A transaction can have both. Most production wallets and routers attach both, because together they maximize the chance the transaction lands.
This is the mechanism behind a lot of behavior you've probably seen without knowing why. When Phantom shows you "transaction priority: high" and the swap lands quickly, there's a Jito tip in there. When Jupiter routes a swap and asks if you want "MEV protection," it's adding a tip plus some other tricks. When you read about a wallet's "land rate" improving, the team probably just turned on Jito tips. The tip mechanism is what makes all of this work.
Jito bundles: atomic groups of transactions
The other half is bundles. A bundle is a small group of up to 5 transactions that the leader commits to including together, in the order you specify. If any transaction in the bundle fails, none of them land. The whole bundle is atomic.
Why does atomicity matter? Because some operations only make sense as a sequence. A classic example: arbitrage between two DEXes. You want to buy a token on one DEX, then sell it on another at a better price. If only the buy lands, you're stuck holding tokens you didn't want. If only the sell lands, you don't have the tokens to sell and the transaction fails. With a bundle, you get all-or-nothing. The two transactions land together, or neither does.
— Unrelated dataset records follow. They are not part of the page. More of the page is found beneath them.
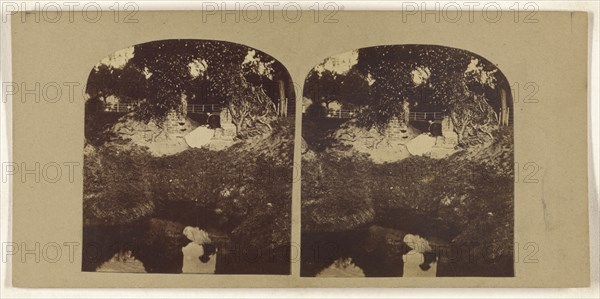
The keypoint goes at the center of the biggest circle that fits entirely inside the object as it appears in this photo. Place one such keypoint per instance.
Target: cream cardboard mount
(545, 65)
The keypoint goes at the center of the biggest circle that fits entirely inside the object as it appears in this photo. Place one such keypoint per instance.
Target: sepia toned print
(407, 165)
(105, 194)
(188, 160)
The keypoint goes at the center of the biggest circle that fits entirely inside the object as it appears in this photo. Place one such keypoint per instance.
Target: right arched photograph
(407, 165)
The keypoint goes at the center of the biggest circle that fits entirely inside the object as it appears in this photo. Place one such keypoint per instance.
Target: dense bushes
(469, 196)
(245, 189)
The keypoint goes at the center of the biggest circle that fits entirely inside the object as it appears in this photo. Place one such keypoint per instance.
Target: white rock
(199, 137)
(420, 145)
How bundles work mechanically: a searcher, meaning someone running a trading bot, submits the group of transactions to the Jito block engine, which is an off-chain service that runs an auction. Bundles compete against each other for the same slot. The block engine picks winners based on tip size, simulates them to make sure they'd succeed, and forwards the winning bundles to the current leader. The leader, running Jito-Solana, places them in the block.
The tip works the same way as for single transactions: a SOL transfer to one of those eight tip accounts, included as one of the transactions in the bundle. If the bundle lands, the leader collects the tip. If the bundle fails or doesn't win the auction, no tip is paid.
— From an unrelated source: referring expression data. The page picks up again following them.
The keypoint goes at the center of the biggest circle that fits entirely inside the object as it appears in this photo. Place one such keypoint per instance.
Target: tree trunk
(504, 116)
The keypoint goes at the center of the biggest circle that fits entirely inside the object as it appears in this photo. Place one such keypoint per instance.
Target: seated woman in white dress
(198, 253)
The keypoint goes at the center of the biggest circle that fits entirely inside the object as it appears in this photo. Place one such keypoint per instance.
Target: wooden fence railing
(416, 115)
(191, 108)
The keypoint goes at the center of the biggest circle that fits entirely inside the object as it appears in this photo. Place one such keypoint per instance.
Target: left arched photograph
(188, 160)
Two things to know about bundles:
They're submitted to the block engine rather than to RPC nodes. The block engine has its own API endpoint that searchers use directly. Regular wallets and applications don't talk to it.
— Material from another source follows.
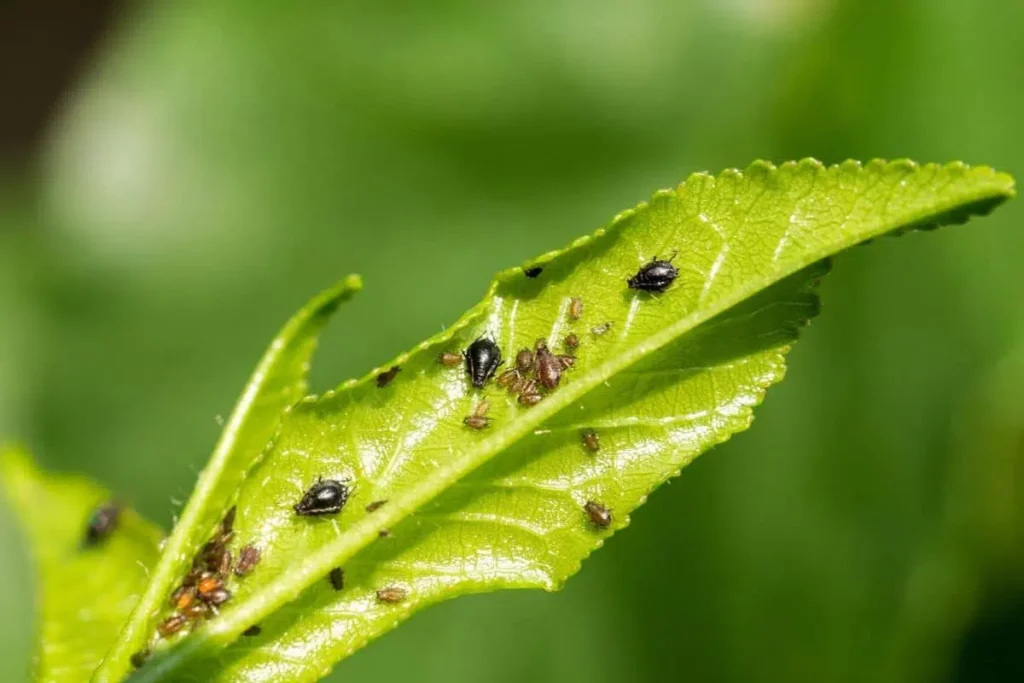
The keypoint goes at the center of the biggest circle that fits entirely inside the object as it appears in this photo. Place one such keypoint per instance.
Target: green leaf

The order is fixed. When you submit a bundle, you specify the exact order the transactions should appear in. The leader respects that order. This is what makes patterns like "do my buy right before this user's swap" possible.
What this means for an everyday developer
You probably won't submit a bundle yourself. Bundles are mostly used by trading firms and MEV bots. But Jito affects every Solana developer, because tips have become the standard way transactions get prioritized on the network.
Your users' transactions need tips to land reliably during busy periods. When the network is calm, a normal transaction with a small priority fee lands easily. When the network is busy, transactions without tips often get dropped while tipped ones go through. If you ship a frontend that submits user transactions, you probably want to attach a Jito tip. Most wallet SDKs and transaction-building libraries support this directly.
Your users get protected from MEV through Jito. When a user does a large swap on a DEX, MEV bots want to sandwich them. The defense is to route the user's transaction through Jito, often as part of a bundle that includes a "protection" component preventing other transactions from being inserted nearby. Aggregators like Jupiter do this automatically when MEV protection is enabled. The user pays a small tip and gets a fair price.
You don't have to integrate any of this directly. Most developers get it for free by using a wallet adapter or aggregator that already handles tips internally. But knowing the mechanism is what makes you able to debug "why isn't my transaction landing" and "why did my user get a worse price than expected." The answer to both involves Jito, and now you know what to look for.